Evaluation of Relatives at Risk

It is appropriate to clarify the genetic status of apparently asymptomatic sibs of a proband in order to identify as early as possible those who would benefit from prompt initiation of treatment for the earliest manifestations of WFS1-WSSD: diabetes mellitus, optic atrophy, and sensorineural hearing loss.

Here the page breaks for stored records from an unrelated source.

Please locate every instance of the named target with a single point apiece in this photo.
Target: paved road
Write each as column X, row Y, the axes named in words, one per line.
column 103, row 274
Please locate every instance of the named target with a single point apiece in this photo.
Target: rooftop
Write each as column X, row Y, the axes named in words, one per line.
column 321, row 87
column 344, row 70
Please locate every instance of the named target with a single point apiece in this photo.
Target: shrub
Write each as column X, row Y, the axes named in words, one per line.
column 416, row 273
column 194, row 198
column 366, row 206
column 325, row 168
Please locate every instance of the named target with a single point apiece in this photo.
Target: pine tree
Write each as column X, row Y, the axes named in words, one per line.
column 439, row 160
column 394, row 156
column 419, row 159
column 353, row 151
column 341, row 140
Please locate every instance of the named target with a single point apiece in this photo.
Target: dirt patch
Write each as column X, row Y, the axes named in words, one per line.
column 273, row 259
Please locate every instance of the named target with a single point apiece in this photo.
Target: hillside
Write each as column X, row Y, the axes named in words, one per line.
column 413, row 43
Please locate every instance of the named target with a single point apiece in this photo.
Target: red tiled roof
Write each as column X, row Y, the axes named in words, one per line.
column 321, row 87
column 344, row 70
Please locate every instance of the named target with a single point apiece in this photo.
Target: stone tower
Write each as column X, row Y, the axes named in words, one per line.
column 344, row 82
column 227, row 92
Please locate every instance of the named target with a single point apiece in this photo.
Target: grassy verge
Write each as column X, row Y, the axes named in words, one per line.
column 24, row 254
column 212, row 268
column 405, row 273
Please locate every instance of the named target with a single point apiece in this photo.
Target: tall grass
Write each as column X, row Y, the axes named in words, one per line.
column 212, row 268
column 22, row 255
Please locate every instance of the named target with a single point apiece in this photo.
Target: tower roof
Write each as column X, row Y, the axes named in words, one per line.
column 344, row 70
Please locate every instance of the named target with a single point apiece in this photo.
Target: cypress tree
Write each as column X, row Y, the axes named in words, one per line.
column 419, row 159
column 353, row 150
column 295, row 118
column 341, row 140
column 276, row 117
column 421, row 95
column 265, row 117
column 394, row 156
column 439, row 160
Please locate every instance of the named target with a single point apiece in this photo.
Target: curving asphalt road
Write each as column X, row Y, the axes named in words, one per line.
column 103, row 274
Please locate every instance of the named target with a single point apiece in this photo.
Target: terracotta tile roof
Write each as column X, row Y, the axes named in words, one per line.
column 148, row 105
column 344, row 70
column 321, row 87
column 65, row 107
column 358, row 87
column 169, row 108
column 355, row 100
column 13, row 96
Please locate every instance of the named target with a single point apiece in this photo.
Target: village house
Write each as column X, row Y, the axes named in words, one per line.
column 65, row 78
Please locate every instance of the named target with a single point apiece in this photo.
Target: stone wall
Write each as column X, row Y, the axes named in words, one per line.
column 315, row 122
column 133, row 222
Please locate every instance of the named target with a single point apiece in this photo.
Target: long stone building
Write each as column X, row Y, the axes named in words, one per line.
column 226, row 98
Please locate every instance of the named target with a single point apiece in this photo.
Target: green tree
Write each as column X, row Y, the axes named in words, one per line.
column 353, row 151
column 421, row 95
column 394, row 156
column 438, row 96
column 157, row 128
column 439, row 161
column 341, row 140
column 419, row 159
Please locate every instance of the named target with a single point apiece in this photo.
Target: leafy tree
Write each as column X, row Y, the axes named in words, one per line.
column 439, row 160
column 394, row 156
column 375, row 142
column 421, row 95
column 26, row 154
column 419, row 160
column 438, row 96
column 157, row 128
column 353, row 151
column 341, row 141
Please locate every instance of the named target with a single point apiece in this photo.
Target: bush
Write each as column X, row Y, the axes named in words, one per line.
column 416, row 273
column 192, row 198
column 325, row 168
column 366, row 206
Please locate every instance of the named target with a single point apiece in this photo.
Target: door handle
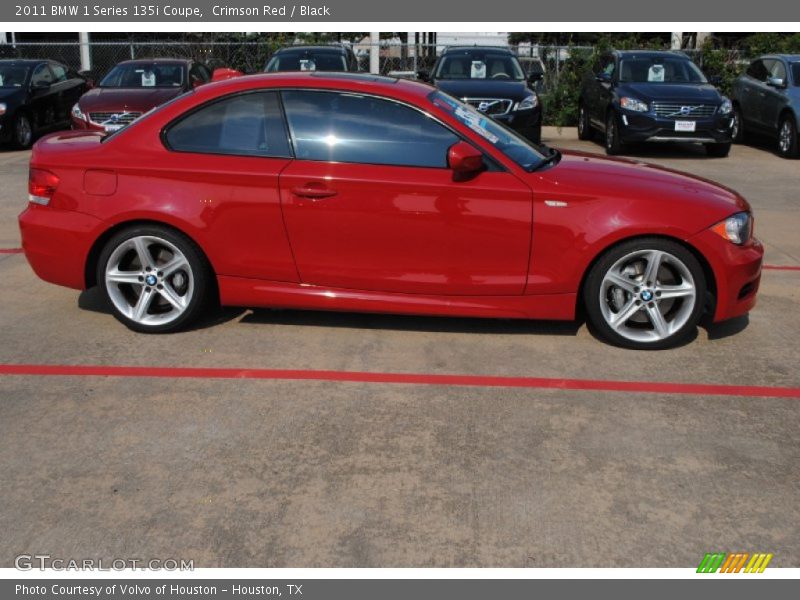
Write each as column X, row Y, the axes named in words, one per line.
column 315, row 193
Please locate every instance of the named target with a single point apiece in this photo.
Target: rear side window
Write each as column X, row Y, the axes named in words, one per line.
column 352, row 128
column 244, row 125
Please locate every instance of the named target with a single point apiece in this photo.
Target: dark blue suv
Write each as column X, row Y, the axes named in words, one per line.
column 766, row 99
column 653, row 96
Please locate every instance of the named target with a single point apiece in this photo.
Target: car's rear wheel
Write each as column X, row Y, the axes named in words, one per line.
column 648, row 293
column 23, row 131
column 787, row 137
column 613, row 141
column 718, row 150
column 584, row 127
column 156, row 280
column 737, row 129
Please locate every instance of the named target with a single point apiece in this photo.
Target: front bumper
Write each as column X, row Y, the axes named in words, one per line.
column 647, row 127
column 737, row 272
column 527, row 122
column 57, row 243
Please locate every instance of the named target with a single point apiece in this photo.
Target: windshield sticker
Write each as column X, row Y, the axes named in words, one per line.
column 148, row 78
column 656, row 74
column 478, row 70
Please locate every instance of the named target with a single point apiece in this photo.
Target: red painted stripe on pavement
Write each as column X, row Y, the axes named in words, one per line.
column 403, row 378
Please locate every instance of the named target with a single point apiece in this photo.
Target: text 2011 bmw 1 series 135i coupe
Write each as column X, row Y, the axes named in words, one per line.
column 356, row 192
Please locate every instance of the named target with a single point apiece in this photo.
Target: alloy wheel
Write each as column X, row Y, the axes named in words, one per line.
column 647, row 295
column 149, row 280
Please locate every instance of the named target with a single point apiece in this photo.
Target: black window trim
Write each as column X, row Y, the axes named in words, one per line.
column 202, row 106
column 491, row 163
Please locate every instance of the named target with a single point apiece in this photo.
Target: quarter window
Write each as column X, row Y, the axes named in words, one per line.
column 353, row 128
column 245, row 125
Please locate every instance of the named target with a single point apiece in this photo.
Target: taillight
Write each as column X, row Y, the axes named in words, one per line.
column 41, row 186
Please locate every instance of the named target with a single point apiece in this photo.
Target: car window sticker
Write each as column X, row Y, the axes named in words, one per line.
column 656, row 74
column 478, row 69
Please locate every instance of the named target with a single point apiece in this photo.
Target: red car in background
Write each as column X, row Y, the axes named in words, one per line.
column 134, row 87
column 365, row 193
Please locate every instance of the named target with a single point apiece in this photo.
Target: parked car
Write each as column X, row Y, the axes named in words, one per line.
column 766, row 100
column 132, row 88
column 36, row 97
column 358, row 192
column 492, row 80
column 313, row 58
column 649, row 96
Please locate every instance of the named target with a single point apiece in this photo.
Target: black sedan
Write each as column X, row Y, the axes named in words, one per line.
column 36, row 96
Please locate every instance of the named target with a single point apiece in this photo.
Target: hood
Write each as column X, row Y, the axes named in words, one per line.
column 692, row 202
column 484, row 88
column 705, row 93
column 126, row 99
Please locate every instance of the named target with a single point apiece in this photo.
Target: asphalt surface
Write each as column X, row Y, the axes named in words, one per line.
column 280, row 473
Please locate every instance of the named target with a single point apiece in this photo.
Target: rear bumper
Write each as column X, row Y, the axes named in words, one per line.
column 737, row 272
column 57, row 243
column 643, row 127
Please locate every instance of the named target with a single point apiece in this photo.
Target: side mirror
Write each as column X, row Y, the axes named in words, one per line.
column 225, row 73
column 603, row 77
column 465, row 160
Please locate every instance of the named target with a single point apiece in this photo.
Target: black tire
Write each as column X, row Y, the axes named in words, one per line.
column 613, row 143
column 198, row 272
column 584, row 126
column 737, row 130
column 718, row 150
column 787, row 148
column 688, row 314
column 22, row 133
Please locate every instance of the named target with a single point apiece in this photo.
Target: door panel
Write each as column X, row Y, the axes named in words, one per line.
column 407, row 229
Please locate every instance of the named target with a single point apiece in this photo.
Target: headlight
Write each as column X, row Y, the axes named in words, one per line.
column 531, row 101
column 76, row 112
column 633, row 104
column 736, row 228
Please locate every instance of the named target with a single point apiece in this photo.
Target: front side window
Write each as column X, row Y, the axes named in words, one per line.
column 244, row 125
column 354, row 128
column 144, row 75
column 659, row 69
column 479, row 64
column 504, row 139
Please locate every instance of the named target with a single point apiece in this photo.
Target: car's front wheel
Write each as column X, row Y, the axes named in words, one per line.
column 787, row 137
column 156, row 280
column 584, row 127
column 647, row 293
column 614, row 143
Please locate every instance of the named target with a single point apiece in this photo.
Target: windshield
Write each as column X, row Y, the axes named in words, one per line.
column 13, row 75
column 307, row 61
column 508, row 142
column 479, row 64
column 659, row 69
column 143, row 75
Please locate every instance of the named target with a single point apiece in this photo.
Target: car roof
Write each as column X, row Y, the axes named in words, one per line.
column 652, row 53
column 476, row 47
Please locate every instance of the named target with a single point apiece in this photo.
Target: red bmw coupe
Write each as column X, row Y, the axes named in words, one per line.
column 355, row 192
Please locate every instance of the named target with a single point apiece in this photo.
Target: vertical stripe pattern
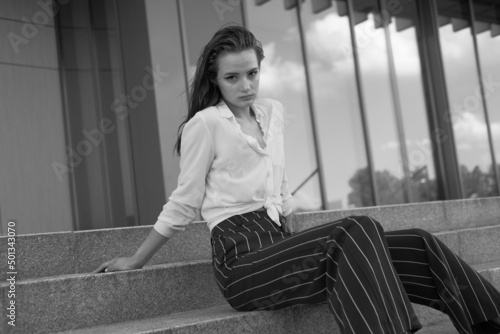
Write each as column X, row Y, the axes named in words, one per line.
column 366, row 276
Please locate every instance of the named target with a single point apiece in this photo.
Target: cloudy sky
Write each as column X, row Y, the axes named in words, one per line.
column 335, row 95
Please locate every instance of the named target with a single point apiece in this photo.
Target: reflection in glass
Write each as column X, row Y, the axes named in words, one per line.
column 201, row 19
column 419, row 151
column 487, row 15
column 466, row 107
column 283, row 78
column 379, row 103
column 338, row 121
column 98, row 139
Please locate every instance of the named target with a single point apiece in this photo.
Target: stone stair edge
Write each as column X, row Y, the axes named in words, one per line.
column 300, row 215
column 490, row 271
column 85, row 275
column 472, row 244
column 294, row 319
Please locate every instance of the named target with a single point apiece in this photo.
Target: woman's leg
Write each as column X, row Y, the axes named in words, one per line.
column 345, row 263
column 435, row 276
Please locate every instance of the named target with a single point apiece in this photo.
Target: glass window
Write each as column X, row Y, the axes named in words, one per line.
column 378, row 102
column 466, row 108
column 487, row 14
column 283, row 78
column 338, row 122
column 98, row 150
column 421, row 176
column 201, row 19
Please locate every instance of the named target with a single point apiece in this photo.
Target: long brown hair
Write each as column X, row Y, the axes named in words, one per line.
column 203, row 90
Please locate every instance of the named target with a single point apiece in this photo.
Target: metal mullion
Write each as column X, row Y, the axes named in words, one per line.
column 436, row 91
column 311, row 109
column 98, row 106
column 362, row 110
column 133, row 181
column 397, row 110
column 483, row 99
column 66, row 119
column 184, row 50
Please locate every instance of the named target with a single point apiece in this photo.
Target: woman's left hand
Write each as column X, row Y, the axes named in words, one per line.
column 290, row 223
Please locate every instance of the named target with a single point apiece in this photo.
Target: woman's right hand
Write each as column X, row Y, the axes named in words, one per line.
column 117, row 264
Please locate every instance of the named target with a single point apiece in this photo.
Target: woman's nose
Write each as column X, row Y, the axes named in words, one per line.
column 245, row 85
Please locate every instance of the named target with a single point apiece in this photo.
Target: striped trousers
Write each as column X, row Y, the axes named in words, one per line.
column 367, row 277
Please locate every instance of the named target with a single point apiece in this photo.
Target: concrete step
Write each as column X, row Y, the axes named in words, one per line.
column 292, row 320
column 43, row 255
column 298, row 319
column 82, row 300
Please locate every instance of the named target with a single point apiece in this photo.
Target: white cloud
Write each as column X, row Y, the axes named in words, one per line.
column 329, row 43
column 278, row 74
column 468, row 128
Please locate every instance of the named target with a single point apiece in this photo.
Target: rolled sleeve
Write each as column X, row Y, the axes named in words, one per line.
column 286, row 196
column 197, row 154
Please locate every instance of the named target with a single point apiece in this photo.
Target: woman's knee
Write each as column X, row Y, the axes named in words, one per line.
column 367, row 223
column 421, row 232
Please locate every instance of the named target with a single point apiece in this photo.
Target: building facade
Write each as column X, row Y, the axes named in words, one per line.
column 387, row 102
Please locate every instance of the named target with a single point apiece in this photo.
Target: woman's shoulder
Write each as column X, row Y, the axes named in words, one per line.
column 206, row 116
column 270, row 104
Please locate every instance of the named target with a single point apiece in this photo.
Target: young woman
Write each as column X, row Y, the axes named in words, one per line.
column 233, row 169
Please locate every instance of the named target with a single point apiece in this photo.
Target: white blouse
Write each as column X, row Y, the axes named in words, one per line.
column 225, row 172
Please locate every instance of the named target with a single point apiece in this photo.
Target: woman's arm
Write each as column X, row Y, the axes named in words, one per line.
column 148, row 248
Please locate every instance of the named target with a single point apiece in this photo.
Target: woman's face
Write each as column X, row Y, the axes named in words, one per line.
column 238, row 79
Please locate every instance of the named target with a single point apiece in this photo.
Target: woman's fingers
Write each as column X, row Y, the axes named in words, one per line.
column 104, row 267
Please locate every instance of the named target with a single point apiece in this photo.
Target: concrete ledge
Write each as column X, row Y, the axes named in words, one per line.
column 63, row 253
column 76, row 301
column 80, row 301
column 430, row 216
column 222, row 319
column 43, row 255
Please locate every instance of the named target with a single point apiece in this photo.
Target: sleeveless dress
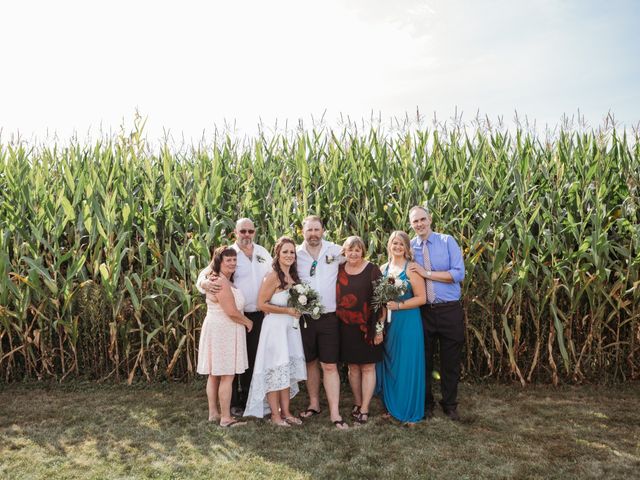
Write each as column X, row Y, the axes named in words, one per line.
column 357, row 316
column 280, row 359
column 222, row 349
column 400, row 377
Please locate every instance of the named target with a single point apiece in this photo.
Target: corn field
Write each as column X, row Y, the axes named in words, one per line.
column 101, row 243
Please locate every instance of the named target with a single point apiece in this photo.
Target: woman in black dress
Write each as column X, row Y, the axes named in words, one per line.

See Genetic Counseling for issues related to testing of at-risk relatives for genetic counseling purposes.

Pregnancy Management

Pregnant women with insulin-dependent diabetes mellitus have a two- to eightfold higher risk than pregnant women without diabetes of having a child with a birth defect or a pattern of birth defects (diabetic embryopathy). These defects can involve the craniofacial, cardiovascular, gastrointestinal, urogenital, musculoskeletal, and central nervous systems. Optimizing glucose control before and during pregnancy can reduce but does not eliminate the risk for diabetic embryopathy. High-resolution fetal ultrasonography and fetal echocardiogram are recommended to screen for congenital anomalies during pregnancy. Consultation with a maternal fetal medicine specialist during pregnancy should also be considered.

Because women with WFS1-WSSD may develop diabetes insipidus during pregnancy [Rugolo et al 2002], monitoring for diabetes insipidus during pregnancy is warranted.

See MotherToBaby for further information on medication use during pregnancy.

Therapies Under Investigation

Groups exploring novel potential treatment strategies for WFS1-WSSD include Abreu & Urano [2019] and Pallotta et al [2019].

Search ClinicalTrials.gov in the US and EU Clinical Trials Register in Europe for access to information on clinical studies for a wide range of diseases and conditions.